Want a Truly Free Video Format? H.264 Isn’t Gonna Cut It Forever. Enter Google.Author: Johnny5k | Filed under: Apple, Big Media, Broadcast-TV/Cable/Web, Communications, Copyright, Google, Internet
Just when it looked like H.264 was the clear winner in the video format wars (with Apple’s snub of Flash & HTML5 specs coming along), somebody else comes along and throws a big wrench in MPEG LA’s plans.
A little back-story: MPEG LA is a group of patent holders (including Microsoft & Apple) who jointly hold the patents on H.264. For certain applications, licensing fees are charged for implementing the codec, and while it’s been free for most applications, that may change after 2015 when the current licensing runs out. That’s the only reason not all browsers – namely Firefox – have come around to supporting it in their implementation of HTML5. Until now, they (Mozilla) were pushing the Ogg Theora format (currently free, but possibly open to future patent claims).
But now, a few big names, including Mozilla (Firefox) & Google (Chrome & YouTube), as well as numerous others, have come together to stand behind a new royalty-free open source format (read: completely free) called WebM. It uses the VP8 codec (which, ironically enough, is the successor to VP6 – the standard Flash FLV codec until a couple years ago when they switched to H.264). Google gained ownership of the VP8 codec when it acquired On2 Technologies last year, and has only recently announced that they’re releasing it as open source.

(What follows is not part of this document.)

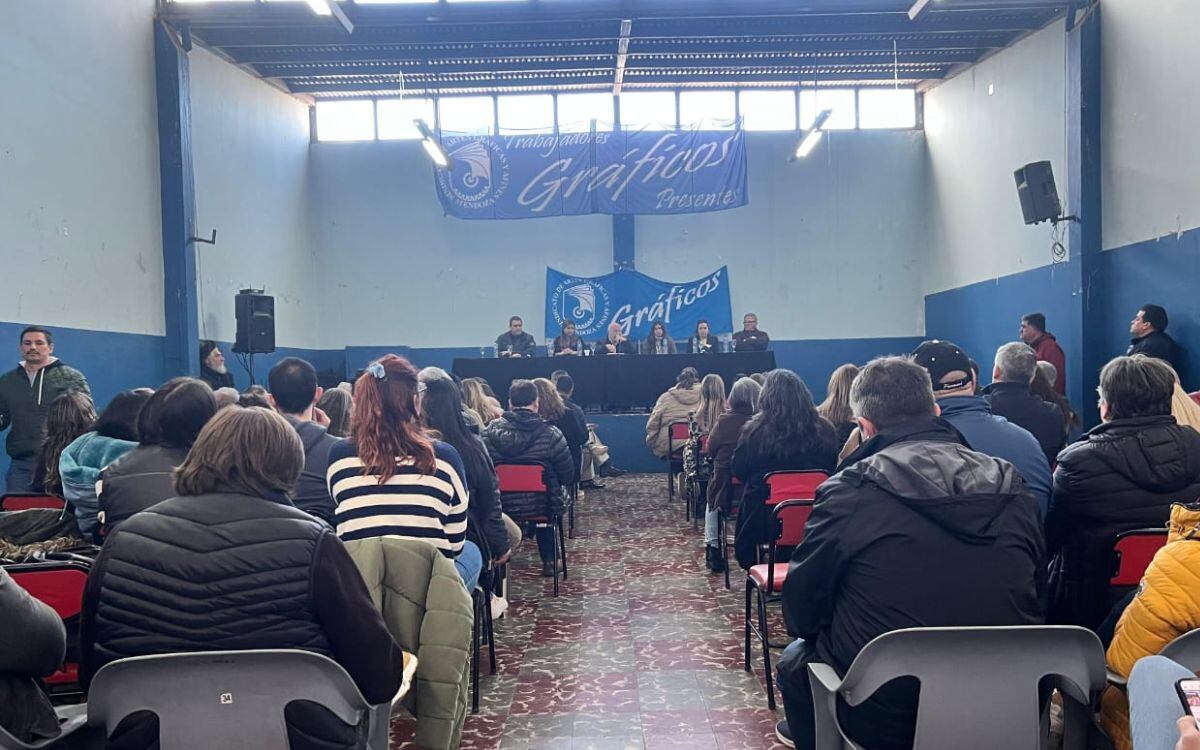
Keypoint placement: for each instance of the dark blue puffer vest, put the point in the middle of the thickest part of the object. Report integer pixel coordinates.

Will it catch on? Don’t expect an answer any time soon. This won’t be as ‘short-lived’ as the Blu-Ray vs. HD-DVD war (which was long and painful enough). Unlike that format war, both ‘web’ formats can easily co-exist for years or even decades to come. But with the state of digital video at a sort of apex right now (users aren’t interested in anything larger than 1080p, and that’s mostly H.264 right now), if one of them does come out ahead in the long-run, it may prove to be the same standard format we use for the next 10 or even 20+ years. And ‘internet video’ isn’t just browsers anymore. H.264 is currently used on Blu-Ray discs, and as the format of most of the digital video you see on your tv. If H.264 does end up coming out ahead, there’s a good chance you’ll pay a licensing fee every time you rent a movie on your TV, or buy a new mobile device that can decode the format. It won’t be much, but the manufacturers will pass those costs on to consumers.
What about Microsoft & Apple? (oh, and Adobe)

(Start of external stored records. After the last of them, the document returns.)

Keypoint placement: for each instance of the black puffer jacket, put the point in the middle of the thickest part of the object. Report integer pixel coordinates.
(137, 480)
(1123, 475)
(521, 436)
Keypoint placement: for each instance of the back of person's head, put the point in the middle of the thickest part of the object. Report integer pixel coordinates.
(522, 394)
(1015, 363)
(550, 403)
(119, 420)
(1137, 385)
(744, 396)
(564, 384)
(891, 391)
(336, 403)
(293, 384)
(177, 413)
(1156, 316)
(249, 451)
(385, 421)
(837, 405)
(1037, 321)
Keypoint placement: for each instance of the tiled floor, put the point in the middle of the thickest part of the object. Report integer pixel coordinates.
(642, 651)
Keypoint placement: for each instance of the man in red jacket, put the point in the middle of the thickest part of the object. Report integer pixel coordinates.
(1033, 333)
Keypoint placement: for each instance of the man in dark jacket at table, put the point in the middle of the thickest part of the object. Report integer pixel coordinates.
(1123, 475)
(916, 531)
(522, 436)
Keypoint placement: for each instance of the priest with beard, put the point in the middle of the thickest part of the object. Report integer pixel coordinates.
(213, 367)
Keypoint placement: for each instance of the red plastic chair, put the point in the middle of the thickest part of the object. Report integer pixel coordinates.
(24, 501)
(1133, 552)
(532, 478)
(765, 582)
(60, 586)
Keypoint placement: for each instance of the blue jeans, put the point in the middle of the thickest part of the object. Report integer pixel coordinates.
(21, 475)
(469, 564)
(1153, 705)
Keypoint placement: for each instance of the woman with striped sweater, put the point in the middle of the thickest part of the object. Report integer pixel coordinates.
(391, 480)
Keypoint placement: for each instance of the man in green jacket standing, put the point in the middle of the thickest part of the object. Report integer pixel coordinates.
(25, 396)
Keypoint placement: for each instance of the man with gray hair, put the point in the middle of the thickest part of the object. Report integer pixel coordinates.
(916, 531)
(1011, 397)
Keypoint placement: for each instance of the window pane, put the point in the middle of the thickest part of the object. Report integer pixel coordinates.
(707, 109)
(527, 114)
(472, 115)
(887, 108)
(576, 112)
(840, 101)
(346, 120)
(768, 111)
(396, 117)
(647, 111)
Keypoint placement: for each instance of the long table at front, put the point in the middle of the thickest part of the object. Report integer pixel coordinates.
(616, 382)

Microsoft recently announced they will support VP8 with the release of IE9, but not out of the box. Users will have to download a codec/plugin. So that kind of sucks, but Flash was never included with Windows, and look how far that’s come.
Adobe announced they will support VP8 in Flash.
And as for “we want to support open non-proprietary standard formats” Apple? No comment yet. But I’m willing to bet that the lack of any kind of DRM, at least for now, will mean Apple’s going to continue tooting the H.264 horn for a while. They use H.264 for all of their iTunes video content, and have H.264 hardware decoders in all their devices. It’s going to be a hard sell, especially considering the threat of licensing fees isn’t much of a threat, considering they would be one of the companies collecting.
As much as I like H.264 now, it looks like VP8 and the WebM format will be better for everyone in the long run. …damn it. Well, as long as I don’t have to code for IE6 anymore. What’s that, now? Oh Science damn it.